How the times have changes. The only thing I know for sure as my second college graduation approaches is that December marks my existence forever as a member of the very first “cursed” graduating class.
The Wall Street Journal has coined a phrase, “The curse of the graduating class of 2009,” writing about the subject initially in a May 9th article that decreed my college class faces the toughest job market in US history. The article painted a bleak, hopeless portrait of the American college grad looking for work. The class of 2009's "cursed" status comes to us on the heels of a struggle to finance our college educations in ways no one could have imagined for us.
Back in the day, the average college student paid tuition by blending family support, financial aid and, maybe, a part-time job of 8 - 15 hours per week. In 2009, family support and financial aid have become sadly inadequate for a huge number of undergraduates, making full-time work a very common thing. We graduate students have generally worked to support ourselves through these extra college years, but we also rely on the grants, assistanceships, fellowships and loans, which are becoming more scarce.
Is working as a student really necessary at any stage of the game? Are our earnings always used for academic expenses? A handful of studies indicate there is a significant negative association between working long hours and completing (or not completing) a degree. The conflict of work versus school appears to be to blame.
A few weeks ago, a new study from the Bureau of Labor Statistics, published in the Journal of Population Economics released an article titled, Will Work for Beer. According to the report, they tested several ideas with regard to the financial motives for student employment. They found a decrease in financial help from parents meant an increase in the working hours of four-year college students. They also found an increase in the costs of higher education.
So the decision to work may have something (but not everything) to do with how much support parents provide and how expensive college has become. This is no surprise. But the authors went on to make an unnecessary assumption. They walked right into a stereotype, saying that their results meant the drive to work does not come from a need to make ends meet -- instead, students are working in order to have ‘beer money,' paying for entertainment but not their tuition.

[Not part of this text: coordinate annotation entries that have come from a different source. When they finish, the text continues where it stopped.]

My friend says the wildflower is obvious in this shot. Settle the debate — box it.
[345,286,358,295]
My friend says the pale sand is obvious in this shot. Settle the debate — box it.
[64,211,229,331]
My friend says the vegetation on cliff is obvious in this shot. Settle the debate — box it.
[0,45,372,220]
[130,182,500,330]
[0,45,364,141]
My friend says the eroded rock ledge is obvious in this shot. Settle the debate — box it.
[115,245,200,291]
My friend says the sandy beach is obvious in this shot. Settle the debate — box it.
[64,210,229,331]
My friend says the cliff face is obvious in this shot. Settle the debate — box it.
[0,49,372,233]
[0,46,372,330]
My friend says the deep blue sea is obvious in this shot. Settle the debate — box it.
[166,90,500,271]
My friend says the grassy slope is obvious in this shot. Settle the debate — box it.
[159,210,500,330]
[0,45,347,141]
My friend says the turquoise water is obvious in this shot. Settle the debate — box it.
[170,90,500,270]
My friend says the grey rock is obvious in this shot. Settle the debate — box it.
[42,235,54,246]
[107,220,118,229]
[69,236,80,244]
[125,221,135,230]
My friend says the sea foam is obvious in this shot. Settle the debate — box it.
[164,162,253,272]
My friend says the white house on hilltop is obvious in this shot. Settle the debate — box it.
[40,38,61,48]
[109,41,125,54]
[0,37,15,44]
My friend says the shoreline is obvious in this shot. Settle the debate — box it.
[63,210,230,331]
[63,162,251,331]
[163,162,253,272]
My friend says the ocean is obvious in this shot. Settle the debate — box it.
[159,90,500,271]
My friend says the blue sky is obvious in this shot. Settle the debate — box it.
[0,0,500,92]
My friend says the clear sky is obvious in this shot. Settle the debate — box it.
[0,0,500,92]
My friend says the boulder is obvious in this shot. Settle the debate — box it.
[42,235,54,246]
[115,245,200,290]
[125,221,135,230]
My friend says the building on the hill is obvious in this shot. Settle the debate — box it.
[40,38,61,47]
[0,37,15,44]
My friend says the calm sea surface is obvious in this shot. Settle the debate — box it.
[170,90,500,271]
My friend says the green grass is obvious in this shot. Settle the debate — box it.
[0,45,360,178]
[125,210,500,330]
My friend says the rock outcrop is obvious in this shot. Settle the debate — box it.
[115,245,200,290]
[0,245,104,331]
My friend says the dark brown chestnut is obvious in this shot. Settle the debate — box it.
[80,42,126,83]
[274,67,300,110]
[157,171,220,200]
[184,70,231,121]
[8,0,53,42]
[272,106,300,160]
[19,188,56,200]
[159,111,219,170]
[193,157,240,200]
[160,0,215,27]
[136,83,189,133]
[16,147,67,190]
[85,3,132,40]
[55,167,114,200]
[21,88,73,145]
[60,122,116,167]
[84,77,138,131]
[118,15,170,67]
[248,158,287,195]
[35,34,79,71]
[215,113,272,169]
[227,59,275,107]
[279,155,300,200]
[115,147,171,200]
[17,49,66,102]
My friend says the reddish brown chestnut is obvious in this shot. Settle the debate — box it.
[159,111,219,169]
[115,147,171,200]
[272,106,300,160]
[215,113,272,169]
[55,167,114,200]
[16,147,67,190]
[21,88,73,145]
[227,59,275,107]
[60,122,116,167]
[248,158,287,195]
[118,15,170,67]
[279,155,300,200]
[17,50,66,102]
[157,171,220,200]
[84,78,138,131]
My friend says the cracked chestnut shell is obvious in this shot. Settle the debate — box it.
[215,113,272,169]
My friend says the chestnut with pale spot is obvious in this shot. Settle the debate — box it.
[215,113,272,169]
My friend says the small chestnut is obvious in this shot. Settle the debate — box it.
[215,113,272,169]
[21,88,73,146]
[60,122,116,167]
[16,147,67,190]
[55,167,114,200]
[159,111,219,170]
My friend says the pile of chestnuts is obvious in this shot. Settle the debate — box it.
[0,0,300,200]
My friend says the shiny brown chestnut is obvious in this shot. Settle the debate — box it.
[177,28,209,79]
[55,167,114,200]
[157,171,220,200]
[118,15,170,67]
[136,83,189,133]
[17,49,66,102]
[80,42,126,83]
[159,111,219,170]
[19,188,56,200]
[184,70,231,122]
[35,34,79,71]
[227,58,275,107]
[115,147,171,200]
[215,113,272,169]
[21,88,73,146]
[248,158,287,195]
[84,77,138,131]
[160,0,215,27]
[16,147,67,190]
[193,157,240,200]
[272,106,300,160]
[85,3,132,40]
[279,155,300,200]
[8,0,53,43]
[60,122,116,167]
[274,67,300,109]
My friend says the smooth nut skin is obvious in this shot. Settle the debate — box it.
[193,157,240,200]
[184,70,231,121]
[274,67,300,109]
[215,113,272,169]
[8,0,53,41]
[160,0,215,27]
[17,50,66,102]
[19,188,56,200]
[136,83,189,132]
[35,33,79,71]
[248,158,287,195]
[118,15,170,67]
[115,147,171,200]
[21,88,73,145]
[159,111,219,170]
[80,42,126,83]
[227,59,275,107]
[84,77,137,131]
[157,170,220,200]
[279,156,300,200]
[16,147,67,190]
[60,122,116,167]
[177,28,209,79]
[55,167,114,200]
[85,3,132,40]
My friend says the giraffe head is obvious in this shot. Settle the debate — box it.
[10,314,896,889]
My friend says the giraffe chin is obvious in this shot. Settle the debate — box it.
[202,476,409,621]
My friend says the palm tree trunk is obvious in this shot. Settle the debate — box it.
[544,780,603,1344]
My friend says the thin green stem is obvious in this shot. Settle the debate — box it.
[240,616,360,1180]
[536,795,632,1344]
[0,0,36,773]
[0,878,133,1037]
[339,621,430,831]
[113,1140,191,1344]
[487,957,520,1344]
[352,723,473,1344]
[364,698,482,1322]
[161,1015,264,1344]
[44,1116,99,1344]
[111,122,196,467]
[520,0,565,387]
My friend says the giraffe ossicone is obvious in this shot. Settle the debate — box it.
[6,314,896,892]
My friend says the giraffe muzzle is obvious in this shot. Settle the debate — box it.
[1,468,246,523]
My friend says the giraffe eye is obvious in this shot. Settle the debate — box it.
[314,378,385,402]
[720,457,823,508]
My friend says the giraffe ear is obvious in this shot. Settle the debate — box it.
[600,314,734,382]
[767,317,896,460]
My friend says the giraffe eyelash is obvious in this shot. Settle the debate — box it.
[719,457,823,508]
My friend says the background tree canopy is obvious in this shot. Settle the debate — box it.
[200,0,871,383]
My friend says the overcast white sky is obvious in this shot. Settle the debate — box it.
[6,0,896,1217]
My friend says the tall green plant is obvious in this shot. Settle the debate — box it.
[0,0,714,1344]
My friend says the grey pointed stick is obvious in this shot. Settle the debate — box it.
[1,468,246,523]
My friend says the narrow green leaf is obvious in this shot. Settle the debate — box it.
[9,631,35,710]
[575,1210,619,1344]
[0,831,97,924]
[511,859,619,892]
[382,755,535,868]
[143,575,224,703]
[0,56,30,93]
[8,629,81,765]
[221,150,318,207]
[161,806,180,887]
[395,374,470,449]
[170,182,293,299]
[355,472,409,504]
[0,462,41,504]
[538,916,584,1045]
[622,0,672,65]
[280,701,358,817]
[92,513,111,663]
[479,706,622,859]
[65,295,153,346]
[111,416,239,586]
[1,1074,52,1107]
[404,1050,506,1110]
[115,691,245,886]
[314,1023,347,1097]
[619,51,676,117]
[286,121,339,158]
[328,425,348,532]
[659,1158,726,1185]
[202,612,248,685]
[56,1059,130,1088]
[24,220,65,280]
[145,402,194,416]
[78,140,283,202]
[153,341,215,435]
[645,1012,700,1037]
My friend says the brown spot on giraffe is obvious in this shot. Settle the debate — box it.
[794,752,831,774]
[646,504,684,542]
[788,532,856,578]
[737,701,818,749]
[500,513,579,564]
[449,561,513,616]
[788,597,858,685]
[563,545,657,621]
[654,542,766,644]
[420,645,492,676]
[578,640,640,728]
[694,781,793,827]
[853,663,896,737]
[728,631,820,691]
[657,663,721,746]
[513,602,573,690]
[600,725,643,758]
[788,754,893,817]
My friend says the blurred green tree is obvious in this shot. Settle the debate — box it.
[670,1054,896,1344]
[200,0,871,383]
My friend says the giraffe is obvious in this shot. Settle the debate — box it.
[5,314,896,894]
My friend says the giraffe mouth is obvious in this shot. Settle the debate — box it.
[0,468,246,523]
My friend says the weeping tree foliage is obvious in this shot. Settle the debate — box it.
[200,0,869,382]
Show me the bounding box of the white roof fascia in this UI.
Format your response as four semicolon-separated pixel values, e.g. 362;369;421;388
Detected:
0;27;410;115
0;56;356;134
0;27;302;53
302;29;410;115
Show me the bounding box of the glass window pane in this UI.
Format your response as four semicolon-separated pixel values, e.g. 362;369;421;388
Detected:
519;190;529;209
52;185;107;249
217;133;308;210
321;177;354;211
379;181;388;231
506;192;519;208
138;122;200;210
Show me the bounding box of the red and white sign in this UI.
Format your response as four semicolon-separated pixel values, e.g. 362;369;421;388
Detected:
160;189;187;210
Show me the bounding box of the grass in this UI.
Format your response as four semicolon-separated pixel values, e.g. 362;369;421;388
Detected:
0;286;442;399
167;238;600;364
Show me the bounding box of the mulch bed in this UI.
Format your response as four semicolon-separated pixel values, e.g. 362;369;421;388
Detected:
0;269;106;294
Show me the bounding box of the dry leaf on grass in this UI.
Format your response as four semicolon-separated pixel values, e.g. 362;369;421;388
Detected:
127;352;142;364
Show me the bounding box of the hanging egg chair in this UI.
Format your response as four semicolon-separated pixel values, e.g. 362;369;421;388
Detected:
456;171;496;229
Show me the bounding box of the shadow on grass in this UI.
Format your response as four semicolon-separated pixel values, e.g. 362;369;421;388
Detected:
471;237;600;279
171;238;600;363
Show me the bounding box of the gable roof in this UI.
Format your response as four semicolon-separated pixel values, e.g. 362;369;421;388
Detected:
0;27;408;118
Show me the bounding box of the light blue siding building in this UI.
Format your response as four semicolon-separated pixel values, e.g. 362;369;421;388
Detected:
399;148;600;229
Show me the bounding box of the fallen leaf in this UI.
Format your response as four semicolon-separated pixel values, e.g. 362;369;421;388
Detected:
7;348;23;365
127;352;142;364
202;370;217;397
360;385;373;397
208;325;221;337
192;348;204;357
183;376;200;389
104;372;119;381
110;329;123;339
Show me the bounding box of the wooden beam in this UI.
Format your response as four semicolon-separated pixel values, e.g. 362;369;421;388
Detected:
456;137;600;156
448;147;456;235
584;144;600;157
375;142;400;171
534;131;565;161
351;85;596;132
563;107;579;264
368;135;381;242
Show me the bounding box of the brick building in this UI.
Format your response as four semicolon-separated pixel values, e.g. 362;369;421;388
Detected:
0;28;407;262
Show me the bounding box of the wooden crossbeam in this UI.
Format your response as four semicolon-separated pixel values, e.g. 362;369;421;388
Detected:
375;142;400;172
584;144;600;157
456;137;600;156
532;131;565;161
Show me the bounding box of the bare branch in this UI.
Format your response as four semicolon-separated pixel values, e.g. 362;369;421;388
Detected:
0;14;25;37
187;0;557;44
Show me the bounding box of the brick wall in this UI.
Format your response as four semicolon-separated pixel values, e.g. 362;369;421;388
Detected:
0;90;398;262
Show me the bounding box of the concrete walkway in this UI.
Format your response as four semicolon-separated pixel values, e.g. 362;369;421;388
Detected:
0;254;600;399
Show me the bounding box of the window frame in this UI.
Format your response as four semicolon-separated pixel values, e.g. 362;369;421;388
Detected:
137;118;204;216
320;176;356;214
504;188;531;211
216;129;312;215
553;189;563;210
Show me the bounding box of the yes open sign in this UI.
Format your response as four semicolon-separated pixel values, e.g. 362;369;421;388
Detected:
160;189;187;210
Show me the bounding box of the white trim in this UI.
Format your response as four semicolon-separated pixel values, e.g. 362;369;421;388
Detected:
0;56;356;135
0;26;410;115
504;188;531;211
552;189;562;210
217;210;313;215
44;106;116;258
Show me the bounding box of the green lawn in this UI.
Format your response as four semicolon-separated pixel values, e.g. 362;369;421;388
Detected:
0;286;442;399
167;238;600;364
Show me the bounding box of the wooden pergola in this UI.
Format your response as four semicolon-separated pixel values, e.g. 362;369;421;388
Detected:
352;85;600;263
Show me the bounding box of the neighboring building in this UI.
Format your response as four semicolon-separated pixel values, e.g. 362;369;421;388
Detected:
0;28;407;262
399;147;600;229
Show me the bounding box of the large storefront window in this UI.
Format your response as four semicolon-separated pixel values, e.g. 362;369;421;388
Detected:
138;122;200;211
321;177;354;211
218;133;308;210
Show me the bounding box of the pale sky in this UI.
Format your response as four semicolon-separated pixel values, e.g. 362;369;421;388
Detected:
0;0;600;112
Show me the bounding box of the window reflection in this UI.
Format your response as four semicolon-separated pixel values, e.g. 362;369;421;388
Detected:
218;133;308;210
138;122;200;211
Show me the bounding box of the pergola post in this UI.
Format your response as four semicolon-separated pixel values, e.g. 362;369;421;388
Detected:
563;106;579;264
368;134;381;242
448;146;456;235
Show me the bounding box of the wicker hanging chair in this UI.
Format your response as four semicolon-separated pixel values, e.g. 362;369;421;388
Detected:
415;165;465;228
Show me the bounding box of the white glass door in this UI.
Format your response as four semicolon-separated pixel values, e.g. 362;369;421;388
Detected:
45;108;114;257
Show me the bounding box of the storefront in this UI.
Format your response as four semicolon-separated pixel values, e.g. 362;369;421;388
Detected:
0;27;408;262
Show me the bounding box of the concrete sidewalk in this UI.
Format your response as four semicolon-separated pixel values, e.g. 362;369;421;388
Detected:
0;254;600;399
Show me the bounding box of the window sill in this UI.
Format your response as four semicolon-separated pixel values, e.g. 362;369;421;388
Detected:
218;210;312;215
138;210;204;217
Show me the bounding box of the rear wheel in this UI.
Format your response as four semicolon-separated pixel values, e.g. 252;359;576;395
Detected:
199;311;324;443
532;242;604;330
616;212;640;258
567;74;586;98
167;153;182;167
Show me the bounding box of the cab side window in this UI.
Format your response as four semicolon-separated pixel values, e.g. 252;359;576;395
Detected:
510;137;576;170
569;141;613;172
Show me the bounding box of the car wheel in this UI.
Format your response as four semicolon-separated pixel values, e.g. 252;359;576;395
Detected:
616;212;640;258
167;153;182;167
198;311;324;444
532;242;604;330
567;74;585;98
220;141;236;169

This is a controversial assertion. I, for one, am not buying it. I can speak as a member of the group - all college students. I have been immersed in the collegiate lifestyle for nearly three years, and this hypothesis does NOT hold true for students at Murray State University. I can’t speak for students everywhere, but I do take offense at the notion. The evidence merely suggests that students work but don't generate enough income to match family contributions or meet their college costs. This could mean many things, including the fact that students are having a harder time finding enough work. Of course, it may also mean we need to find other ways to make ends meet - like student loans. The study does not provide solid evidence of what working students use their earnings for, how they prioritized expenses, or what they had to go without.
Working students are generally struggling students – be they undergrad or grad, traditional or non-traditional. There's good qualitative evidence on this. College professors will tell you they dislike full-time working students because they tend to fall asleep in class, and they have little time for studying. Let's face it. Traditional students who work are becoming more like non-traditional students every day. None of us get to know our classmates very well; we have no time for socializing. Our stress levels are higher, and the chances of degree completion are getting lower all the time. Why would anyone minimize the need to work, or mock us for trying, or reinforce a stereotype that students’ earnings are being spent in bars?
If colleges can’t work with students to help them find adequate financial supports, then working while going to school may soon be the case - and not the exception. As a proud member of the “cursed class of 2009,” I can only hope the job market improves quickly, and that all that successful pre-grad school career experience is worth something to potential employers.